The pacing is slow and deliberate, and I honestly loved that about it. Scenes stretch out longer than feels comfortable. People sit in silence. Conversations drift and end without resolution. At first it almost feels like nothing is happening. But that is the point. When you are depressed or burned out or carrying something you cannot fully process, life does not move in dramatic beats. It feels stalled. Days blur together. Time passes but you do not feel different. The film captures that feeling so accurately it almost hurts.

Absence as a Powerful Choice

One of the most powerful choices is how the film handles the assault itself. We do not see it. Instead, the camera stays on the house as light shifts and time passes. That absence says everything. It refuses to turn trauma into something visual for us to consume. It makes the focus about what comes after. The house feels changed. The air feels heavier. By not showing the event, the film makes you sit with the aftermath instead, which is where Agnes is trapped.

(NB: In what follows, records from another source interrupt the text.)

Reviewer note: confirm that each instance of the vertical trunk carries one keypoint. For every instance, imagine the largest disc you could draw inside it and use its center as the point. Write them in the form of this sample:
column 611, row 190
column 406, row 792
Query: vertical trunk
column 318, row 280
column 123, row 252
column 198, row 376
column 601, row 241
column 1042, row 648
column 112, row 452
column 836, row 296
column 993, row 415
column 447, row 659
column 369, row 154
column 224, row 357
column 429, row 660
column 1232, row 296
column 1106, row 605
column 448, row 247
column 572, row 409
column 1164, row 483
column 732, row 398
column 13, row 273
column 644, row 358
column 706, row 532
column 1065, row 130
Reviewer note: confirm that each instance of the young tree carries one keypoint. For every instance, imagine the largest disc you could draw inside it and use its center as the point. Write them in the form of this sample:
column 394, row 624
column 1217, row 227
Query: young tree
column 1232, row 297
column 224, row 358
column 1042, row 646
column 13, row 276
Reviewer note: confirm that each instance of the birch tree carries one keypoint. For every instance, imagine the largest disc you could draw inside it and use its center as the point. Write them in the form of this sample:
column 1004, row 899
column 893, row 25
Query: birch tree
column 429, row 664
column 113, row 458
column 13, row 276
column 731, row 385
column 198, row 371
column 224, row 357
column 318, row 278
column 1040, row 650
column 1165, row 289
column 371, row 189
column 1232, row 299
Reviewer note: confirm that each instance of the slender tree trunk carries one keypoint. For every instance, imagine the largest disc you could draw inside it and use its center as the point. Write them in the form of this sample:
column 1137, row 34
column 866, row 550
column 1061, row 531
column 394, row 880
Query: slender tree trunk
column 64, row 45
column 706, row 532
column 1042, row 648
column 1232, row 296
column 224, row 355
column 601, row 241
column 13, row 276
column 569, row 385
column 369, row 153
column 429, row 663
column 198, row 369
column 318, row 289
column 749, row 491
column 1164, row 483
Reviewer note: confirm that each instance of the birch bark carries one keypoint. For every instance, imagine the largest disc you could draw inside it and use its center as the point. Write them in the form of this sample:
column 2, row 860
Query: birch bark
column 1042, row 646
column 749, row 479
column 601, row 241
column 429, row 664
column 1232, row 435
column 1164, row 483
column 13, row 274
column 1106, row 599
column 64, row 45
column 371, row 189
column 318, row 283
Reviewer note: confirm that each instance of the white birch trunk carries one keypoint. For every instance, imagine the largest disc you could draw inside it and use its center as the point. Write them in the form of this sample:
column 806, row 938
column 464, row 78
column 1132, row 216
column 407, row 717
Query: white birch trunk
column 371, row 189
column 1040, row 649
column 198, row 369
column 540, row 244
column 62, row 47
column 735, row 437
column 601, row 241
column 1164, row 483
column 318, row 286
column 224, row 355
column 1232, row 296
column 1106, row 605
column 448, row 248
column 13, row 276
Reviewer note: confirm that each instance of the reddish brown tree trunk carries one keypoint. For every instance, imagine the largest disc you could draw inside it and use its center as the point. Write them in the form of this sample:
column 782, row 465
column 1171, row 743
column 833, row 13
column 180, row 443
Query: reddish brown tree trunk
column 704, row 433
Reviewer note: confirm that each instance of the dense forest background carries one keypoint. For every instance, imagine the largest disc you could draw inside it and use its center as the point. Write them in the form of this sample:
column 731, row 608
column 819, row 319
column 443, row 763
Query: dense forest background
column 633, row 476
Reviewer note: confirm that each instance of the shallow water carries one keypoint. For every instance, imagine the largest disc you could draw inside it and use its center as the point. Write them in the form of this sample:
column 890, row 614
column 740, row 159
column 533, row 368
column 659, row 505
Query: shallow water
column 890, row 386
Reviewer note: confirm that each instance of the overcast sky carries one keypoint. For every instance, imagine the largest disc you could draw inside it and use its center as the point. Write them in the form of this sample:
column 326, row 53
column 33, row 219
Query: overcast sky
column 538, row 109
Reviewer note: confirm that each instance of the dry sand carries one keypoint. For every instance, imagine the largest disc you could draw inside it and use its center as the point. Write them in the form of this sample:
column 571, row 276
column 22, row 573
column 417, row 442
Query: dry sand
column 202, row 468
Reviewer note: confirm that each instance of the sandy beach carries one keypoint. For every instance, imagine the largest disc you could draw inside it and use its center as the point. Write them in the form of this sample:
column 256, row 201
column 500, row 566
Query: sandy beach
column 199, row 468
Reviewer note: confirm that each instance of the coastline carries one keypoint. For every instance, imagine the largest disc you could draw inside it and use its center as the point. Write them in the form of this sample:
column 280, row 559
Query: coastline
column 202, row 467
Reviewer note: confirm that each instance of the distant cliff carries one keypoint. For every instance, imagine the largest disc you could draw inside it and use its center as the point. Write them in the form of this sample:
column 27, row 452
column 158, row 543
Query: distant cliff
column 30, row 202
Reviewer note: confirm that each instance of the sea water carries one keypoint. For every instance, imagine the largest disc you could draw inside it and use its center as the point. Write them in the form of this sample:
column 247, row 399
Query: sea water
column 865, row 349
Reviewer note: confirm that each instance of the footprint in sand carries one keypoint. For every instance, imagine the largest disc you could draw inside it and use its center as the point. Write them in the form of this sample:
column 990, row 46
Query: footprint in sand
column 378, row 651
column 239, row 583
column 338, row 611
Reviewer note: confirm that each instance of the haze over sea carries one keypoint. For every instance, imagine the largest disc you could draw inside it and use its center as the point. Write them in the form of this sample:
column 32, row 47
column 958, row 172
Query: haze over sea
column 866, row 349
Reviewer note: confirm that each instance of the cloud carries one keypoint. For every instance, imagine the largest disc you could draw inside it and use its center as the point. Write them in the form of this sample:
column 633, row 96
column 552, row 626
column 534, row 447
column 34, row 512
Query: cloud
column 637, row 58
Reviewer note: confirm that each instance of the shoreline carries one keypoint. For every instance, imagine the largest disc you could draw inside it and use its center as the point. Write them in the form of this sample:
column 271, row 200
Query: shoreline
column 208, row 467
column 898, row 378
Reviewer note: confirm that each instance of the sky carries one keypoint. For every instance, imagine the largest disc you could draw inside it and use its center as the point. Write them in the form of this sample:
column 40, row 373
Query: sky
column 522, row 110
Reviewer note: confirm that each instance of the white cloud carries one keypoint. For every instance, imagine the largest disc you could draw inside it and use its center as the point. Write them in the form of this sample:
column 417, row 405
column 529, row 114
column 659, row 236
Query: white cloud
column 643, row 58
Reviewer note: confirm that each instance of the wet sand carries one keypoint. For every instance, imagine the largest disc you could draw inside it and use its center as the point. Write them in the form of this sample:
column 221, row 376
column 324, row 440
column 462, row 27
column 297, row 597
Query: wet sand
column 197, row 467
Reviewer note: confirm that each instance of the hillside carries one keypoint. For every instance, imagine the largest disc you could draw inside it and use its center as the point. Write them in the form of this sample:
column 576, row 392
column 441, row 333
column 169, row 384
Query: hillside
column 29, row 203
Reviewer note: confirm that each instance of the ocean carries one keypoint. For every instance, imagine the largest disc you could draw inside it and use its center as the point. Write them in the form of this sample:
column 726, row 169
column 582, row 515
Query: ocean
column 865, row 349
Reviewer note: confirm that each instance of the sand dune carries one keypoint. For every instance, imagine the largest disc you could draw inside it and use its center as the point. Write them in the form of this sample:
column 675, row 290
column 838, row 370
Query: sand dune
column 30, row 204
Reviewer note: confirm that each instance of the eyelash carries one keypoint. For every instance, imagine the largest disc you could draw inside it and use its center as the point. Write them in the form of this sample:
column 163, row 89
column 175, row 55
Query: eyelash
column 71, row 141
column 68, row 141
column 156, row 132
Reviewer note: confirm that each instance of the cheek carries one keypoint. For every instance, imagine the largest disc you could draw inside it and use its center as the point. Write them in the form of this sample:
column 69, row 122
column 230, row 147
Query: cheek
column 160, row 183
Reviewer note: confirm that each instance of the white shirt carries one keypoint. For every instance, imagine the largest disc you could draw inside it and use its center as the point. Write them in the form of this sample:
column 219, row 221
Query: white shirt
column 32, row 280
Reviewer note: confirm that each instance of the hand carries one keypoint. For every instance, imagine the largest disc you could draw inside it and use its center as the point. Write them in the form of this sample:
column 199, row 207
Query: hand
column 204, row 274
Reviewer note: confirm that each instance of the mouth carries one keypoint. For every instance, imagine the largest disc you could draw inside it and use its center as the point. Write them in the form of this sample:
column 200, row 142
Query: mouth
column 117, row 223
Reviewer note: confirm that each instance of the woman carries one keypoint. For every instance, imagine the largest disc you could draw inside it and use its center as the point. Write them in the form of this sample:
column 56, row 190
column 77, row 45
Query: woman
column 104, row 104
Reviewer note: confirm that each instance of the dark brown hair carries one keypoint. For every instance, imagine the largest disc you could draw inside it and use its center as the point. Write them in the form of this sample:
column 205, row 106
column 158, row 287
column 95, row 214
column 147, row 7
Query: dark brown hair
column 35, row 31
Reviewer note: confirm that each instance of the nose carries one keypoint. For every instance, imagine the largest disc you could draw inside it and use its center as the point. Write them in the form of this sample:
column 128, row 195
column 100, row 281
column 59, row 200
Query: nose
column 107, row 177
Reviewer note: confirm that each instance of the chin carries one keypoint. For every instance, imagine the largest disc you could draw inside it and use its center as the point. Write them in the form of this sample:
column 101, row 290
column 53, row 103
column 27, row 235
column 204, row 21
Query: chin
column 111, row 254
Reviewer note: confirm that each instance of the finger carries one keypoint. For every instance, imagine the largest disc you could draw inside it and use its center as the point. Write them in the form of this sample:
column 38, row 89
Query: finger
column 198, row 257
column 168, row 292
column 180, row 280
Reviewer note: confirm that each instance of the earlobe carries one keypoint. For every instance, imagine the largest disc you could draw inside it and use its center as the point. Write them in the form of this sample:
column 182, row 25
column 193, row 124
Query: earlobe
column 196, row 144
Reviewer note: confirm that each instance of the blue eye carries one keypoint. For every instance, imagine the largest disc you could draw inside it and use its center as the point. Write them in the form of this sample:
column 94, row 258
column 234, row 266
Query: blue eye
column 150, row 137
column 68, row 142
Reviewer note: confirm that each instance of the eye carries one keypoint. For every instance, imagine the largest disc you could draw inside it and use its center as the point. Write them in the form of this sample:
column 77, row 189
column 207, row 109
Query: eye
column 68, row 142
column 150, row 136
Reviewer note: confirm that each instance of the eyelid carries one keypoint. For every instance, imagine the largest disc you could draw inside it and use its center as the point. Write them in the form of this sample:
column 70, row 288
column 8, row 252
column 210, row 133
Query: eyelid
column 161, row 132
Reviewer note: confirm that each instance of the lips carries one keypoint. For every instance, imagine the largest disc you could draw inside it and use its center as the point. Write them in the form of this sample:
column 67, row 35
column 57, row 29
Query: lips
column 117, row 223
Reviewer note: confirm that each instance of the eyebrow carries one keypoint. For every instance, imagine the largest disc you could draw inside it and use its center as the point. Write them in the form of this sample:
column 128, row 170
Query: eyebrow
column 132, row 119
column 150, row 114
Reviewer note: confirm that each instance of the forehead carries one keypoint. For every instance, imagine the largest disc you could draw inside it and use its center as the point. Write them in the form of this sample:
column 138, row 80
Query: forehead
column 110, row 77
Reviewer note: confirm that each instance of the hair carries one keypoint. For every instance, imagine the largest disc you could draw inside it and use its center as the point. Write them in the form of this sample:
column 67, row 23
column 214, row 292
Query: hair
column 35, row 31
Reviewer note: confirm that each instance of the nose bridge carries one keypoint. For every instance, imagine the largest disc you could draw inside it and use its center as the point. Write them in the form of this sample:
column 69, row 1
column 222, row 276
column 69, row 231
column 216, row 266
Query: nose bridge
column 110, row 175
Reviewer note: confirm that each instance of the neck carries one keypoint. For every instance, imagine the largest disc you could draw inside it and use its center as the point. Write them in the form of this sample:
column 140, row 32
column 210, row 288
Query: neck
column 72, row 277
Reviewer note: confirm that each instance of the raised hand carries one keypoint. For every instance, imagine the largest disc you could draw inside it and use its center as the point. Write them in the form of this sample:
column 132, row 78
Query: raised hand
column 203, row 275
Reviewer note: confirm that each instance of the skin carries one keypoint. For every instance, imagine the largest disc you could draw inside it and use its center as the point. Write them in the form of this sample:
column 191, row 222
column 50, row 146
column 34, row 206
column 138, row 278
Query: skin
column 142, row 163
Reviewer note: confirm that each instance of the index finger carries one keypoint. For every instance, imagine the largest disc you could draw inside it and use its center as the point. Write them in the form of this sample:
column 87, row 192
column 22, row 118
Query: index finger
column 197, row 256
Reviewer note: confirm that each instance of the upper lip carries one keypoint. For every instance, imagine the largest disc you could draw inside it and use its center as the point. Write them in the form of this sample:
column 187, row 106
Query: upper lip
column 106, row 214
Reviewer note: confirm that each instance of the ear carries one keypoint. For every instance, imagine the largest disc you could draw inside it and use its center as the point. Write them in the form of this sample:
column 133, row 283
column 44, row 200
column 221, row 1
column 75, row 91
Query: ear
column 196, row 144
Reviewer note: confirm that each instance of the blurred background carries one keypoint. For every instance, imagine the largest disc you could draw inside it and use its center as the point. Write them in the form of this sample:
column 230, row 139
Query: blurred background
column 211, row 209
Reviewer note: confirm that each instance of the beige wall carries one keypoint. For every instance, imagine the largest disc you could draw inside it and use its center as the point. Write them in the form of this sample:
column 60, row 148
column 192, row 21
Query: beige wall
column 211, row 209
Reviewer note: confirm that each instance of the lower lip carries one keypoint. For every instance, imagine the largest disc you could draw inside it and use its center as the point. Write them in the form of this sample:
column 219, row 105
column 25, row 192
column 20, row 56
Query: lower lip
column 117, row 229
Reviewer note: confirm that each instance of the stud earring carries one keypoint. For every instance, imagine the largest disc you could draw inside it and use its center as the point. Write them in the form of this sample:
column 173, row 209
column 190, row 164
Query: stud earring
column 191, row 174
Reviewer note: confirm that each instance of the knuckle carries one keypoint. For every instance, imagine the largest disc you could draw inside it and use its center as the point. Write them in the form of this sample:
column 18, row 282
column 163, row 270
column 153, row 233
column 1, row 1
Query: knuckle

Agnes as a character feels so real to me. She is a young professor, intelligent and capable, but also withdrawn and clearly exhausted. Early adulthood is supposed to be this time of momentum. You are building your career. You are figuring yourself out. You are moving forward. But what happens when something stops you in your tracks? What happens when everyone else keeps progressing and you feel frozen? That tension runs through the entire film.

Her friendship with Lydie makes that even clearer. Lydie loves her. She shows up. She tries. But there are still gaps between them. There are conversations that almost get somewhere and then stop. That awkwardness felt painfully honest. Sometimes support exists, but it does not magically fix anything. Sometimes you cannot even explain what you need.

A Small Shift Toward Connection

And then there is the ending scene with Agnes and Jane, which completely stayed with me. Jane’s presence feels gentle and cautious, like someone stepping into a space that has been damaged. The way Agnes interacts with her is different. There is still hesitation, still fear, but there is also this tiny shift. Not a full transformation. Not a sudden healing. Just a small opening.

When Agnes says something like, “I know bad things will happen to you,” it feels devastating but also strangely protective. She is not being cynical for the sake of it. She is being honest about the world as she now understands it. Bad things do happen. They are not rare. They are not reserved for certain people. In that moment, it feels like she is acknowledging that pain is unavoidable, but so is connection. She cannot promise safety. She cannot promise that everything will be fine. But she is still there. She is still trying.

That scene meant so much in the context of the film because it is the first time it feels like Agnes is letting someone stand beside her in the aftermath instead of just observing her from a distance. The film does not give us a grand speech about healing. It does not show her suddenly cured. Instead, it offers something smaller and more believable. The possibility that even knowing how fragile everything is, you might still choose to care.

The visual style throughout supports all of this. The muted colors, the soft lighting, the camera that often keeps its distance. We are not pushed into dramatic close ups to tell us when to cry. We are asked to watch. To notice. To sit in the stillness. That restraint makes the emotional moments feel earned rather than forced.

Conclusion

What I admire most about Sorry, Baby is that it refuses to turn suffering into spectacle. Agnes is not inspirational because she overcomes her trauma in a clean arc. She is human because she does not. She keeps going in uneven, quiet ways. The film understands that sometimes surviving is not loud. Sometimes it looks like grading papers. Like eating a sandwich with a stranger. Like letting our closest friend visit even when you do not know what to say.

By the end, nothing is neatly resolved. The pain has not disappeared. But something has shifted. There is a subtle sense that life will continue, not because everything is fixed, but because it always does. And maybe that is what the film is really saying. That living with what goes unsaid is still living. That even after “the bad thing,” there can be moments of softness, of connection, of trying again.

As a 22 year old watching this, it felt incredibly validating. Early adulthood is not always bright and full of momentum. Sometimes it is confusing and heavy and isolating. Sorry, Baby does not try to solve that. It just lets it exist. And in doing that, it made me feel seen in a way louder films rarely do.